When Multiple Wills Lead to Contested Succession Proceedings

The discovery of multiple wills after a death almost always raises suspicion among heirs who fare better under one document than another. A beneficiary who received more under an earlier will than under the most recent will has strong motivation to challenge the validity of the most recent will — if the challenge succeeds, the earlier will may govern and the challenger recovers their larger bequest. A beneficiary under the most recent will who is excluded from the earlier will has equal motivation to defend the most recent will’s validity. This adversarial dynamic means that the discovery of multiple wills frequently triggers contested succession proceedings that would not have arisen if only one will existed.

The execution date discrepancy is a common battleground in multiple-will disputes.

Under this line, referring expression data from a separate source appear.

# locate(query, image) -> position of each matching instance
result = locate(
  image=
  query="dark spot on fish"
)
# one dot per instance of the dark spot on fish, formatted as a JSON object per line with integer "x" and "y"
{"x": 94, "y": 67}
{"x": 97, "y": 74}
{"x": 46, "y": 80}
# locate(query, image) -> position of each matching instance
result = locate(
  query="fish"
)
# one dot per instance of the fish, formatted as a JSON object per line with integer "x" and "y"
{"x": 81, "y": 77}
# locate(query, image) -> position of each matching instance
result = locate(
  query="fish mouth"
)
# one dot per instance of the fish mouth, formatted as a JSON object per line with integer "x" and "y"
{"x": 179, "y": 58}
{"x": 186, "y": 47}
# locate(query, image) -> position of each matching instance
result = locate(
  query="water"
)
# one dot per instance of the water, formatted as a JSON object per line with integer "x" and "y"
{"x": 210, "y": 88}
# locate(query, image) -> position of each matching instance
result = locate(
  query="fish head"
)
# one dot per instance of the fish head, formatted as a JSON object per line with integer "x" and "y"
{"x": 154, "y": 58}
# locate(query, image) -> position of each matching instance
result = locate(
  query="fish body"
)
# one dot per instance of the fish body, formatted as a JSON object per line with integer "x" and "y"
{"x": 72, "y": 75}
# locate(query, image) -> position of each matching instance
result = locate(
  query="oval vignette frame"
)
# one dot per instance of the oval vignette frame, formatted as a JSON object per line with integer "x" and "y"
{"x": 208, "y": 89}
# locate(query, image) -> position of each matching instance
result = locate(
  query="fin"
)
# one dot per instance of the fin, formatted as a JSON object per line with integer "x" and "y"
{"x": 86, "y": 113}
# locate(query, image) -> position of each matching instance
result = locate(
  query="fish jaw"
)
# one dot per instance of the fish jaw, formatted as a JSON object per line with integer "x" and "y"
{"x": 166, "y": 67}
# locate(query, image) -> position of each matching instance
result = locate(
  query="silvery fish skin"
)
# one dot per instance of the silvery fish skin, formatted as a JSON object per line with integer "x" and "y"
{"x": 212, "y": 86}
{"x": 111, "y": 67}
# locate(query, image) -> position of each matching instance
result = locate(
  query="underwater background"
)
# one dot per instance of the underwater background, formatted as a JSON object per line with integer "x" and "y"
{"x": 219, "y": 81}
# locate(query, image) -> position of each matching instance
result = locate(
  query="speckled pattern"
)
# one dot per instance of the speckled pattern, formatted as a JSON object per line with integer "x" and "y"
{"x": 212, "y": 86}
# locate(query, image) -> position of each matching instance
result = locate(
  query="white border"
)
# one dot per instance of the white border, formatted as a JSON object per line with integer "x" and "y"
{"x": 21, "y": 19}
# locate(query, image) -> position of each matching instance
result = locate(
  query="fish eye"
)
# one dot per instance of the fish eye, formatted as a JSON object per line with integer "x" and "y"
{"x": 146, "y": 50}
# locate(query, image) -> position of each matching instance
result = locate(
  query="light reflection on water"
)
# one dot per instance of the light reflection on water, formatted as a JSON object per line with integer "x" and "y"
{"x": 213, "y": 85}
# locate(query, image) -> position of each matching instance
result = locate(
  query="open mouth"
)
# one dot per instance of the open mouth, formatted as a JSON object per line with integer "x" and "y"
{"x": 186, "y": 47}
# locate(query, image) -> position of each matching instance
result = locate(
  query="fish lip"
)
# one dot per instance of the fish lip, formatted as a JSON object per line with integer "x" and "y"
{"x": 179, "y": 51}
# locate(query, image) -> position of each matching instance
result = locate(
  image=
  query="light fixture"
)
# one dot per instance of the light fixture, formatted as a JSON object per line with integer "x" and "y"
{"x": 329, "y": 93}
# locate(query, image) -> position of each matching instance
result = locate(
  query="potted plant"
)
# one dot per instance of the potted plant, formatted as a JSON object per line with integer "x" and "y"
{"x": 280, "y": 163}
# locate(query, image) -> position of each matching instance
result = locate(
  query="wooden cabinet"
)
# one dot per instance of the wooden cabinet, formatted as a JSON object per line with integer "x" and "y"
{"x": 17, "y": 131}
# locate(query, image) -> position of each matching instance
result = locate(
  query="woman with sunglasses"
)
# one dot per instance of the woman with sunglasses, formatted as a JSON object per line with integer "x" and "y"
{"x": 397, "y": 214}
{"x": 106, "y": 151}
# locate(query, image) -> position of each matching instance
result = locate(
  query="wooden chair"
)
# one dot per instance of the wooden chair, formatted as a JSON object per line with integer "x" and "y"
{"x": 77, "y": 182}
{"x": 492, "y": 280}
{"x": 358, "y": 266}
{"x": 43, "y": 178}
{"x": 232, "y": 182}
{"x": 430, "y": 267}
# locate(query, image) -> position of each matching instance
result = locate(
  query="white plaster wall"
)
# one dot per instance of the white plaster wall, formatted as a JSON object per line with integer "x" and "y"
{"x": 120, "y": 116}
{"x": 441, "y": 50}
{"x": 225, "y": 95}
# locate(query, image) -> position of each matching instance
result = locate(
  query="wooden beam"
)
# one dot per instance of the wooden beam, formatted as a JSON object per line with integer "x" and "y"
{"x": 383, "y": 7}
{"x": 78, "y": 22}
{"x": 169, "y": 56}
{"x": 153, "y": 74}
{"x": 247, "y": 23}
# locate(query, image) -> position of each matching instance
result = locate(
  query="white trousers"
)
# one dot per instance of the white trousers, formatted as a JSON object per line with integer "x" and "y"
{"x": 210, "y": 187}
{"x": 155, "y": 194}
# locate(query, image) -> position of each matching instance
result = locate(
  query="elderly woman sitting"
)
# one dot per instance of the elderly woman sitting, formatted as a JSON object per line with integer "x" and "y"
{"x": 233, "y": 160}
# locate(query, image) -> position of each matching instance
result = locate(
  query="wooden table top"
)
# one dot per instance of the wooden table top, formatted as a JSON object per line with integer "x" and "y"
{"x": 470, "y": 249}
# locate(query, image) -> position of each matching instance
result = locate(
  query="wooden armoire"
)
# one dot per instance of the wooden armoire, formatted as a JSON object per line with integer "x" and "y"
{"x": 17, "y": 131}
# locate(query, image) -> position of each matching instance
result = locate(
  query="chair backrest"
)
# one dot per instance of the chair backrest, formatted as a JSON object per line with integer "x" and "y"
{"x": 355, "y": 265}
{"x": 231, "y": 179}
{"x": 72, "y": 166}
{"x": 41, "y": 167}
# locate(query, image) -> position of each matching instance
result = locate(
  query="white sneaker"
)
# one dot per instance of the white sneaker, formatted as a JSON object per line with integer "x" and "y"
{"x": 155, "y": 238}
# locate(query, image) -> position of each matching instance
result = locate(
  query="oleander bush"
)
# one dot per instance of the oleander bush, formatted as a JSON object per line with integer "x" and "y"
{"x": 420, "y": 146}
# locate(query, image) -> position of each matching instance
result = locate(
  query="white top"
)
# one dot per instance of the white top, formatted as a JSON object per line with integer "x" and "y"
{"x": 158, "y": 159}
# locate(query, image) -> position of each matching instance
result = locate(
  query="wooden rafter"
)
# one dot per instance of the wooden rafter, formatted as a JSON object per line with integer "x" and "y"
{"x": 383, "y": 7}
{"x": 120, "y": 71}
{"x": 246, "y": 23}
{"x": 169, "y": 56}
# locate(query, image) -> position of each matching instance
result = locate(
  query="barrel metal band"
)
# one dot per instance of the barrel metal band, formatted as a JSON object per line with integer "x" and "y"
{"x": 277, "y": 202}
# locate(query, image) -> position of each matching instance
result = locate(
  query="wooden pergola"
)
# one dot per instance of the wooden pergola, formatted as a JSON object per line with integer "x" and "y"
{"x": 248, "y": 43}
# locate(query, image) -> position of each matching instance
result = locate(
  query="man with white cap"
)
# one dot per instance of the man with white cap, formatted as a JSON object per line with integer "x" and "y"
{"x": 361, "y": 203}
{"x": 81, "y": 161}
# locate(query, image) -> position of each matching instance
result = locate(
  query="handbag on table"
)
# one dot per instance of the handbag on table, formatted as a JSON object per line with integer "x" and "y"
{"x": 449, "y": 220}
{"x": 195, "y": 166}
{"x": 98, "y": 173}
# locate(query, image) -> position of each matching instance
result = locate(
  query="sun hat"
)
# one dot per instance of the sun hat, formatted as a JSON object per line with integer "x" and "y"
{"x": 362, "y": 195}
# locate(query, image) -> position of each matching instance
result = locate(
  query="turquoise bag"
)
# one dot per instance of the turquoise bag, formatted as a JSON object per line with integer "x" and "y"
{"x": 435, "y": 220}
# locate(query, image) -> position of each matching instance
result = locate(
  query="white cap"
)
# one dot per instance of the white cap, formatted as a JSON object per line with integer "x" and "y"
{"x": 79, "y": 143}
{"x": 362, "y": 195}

A challenger may argue that the most recent will’s execution date is fraudulent — that the will was actually prepared earlier than its date indicates, that the date was altered, or that the document was backdated to make it appear to supersede a will that the testator actually executed later. These claims require forensic document examination, witness testimony, and analysis of the surrounding circumstances. A succession attorney who handled the preparation and execution of the later will can be a critical witness, testifying about the circumstances of the signing ceremony and confirming the accuracy of the execution date.

Resolving multiple-will disputes efficiently requires the services of a succession attorney who understands both the substantive law governing will revocation and the procedural requirements for contested succession proceedings. The attorney advises the client on the strength of the position taken — whether the most recent will should be defended, whether a prior will should be offered for probate, or whether a negotiated resolution among competing claimants would produce a better outcome than litigation — and manages the proceeding accordingly. A multiple-will situation that is handled by an attorney familiar with Louisiana succession litigation is far more likely to reach a timely resolution than one where parties attempt to navigate the process without specialized guidance.